Senegal's Democratic Unrest And The Ghosts Of French Colonialism

The violence that erupted following the sentencing of opposition politician Ousmane Sonko to two years in prison left 16 people dead and 500 arrested. This reveals deep fractures in Senegalese democracy that has traces to France's colonial past.

Image of Senegalese ​Protesters celebrating Sonko being set free by the court, March 2021

Protesters celebrate Sonko being set free by the court, March 2021

Pierre Haski

-Analysis-

PARIS — For a long time, Senegal had the glowing image of one of Africa's rare democracies. The reality was more complicated than that, even in the days of the poet-president Léopold Sedar Senghor, who also had his dark side.

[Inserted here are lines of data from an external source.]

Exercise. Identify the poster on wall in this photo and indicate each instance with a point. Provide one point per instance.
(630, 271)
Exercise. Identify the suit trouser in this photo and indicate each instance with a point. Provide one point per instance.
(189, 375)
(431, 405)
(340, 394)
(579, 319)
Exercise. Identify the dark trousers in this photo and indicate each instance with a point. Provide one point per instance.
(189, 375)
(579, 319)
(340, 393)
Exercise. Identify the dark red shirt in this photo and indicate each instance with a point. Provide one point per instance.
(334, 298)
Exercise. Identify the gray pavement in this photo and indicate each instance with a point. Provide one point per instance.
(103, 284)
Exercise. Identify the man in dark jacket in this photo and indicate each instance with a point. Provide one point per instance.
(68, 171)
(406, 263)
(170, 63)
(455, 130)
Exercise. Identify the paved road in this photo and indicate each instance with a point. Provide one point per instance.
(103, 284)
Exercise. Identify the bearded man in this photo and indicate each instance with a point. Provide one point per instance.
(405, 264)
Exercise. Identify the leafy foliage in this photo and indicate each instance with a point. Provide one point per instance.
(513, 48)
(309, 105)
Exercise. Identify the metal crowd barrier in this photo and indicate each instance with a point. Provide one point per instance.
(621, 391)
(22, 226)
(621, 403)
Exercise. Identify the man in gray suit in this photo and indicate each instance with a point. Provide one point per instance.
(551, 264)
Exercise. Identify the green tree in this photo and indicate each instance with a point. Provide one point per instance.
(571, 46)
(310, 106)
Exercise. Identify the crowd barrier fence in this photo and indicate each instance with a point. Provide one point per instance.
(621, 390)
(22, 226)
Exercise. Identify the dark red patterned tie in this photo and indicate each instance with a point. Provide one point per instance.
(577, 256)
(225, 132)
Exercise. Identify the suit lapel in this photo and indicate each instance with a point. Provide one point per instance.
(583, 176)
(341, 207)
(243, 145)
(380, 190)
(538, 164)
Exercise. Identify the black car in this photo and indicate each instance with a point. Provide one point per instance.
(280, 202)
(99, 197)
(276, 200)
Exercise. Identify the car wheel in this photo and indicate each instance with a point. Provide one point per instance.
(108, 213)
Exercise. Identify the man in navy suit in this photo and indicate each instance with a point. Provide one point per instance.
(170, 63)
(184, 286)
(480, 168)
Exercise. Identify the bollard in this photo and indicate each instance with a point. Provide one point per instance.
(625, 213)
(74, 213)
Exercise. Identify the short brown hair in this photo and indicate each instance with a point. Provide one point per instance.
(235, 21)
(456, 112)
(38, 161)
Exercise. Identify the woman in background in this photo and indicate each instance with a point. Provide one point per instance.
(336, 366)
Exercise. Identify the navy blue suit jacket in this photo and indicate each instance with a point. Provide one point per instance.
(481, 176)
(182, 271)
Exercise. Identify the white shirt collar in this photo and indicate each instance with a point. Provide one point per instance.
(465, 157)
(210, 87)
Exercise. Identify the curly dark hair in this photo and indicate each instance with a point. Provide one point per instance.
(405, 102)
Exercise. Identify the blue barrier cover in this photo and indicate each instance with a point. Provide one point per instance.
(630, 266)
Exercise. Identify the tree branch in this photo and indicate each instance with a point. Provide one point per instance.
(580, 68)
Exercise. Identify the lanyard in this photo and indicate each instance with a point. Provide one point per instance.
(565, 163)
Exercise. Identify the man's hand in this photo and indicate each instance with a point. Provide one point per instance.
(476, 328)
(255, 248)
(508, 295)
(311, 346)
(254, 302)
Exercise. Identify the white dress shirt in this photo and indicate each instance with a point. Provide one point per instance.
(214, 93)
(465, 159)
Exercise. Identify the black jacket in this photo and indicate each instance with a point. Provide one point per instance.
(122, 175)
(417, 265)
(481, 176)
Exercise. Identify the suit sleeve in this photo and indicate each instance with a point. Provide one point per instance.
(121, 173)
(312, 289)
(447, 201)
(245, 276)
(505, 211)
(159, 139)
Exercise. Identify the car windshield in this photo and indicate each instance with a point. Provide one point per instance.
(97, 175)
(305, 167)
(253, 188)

But for years, the country has been moving down what Senegalese intellectual Felwine Sarr describes as the "gentle slope of... the weakening and corrosion of the gains of Senegalese democracy."

This has been demonstrated once again over the last few days, with a wave of violence that has left 16 people dead, 500 arrested, the internet censored, and a tense situation with troubling consequences. The trigger? The sentencing last Thursday of opposition politician Ousmane Sonko to two years in prison, which could exclude him from the 2024 presidential elections.

Young people took to the streets when the verdict was announced, accusing the justice system of having become a political tool. Ousmane Sonko had been accused of rape but was convicted of "corruption of youth," a change that rendered the decision incomprehensible.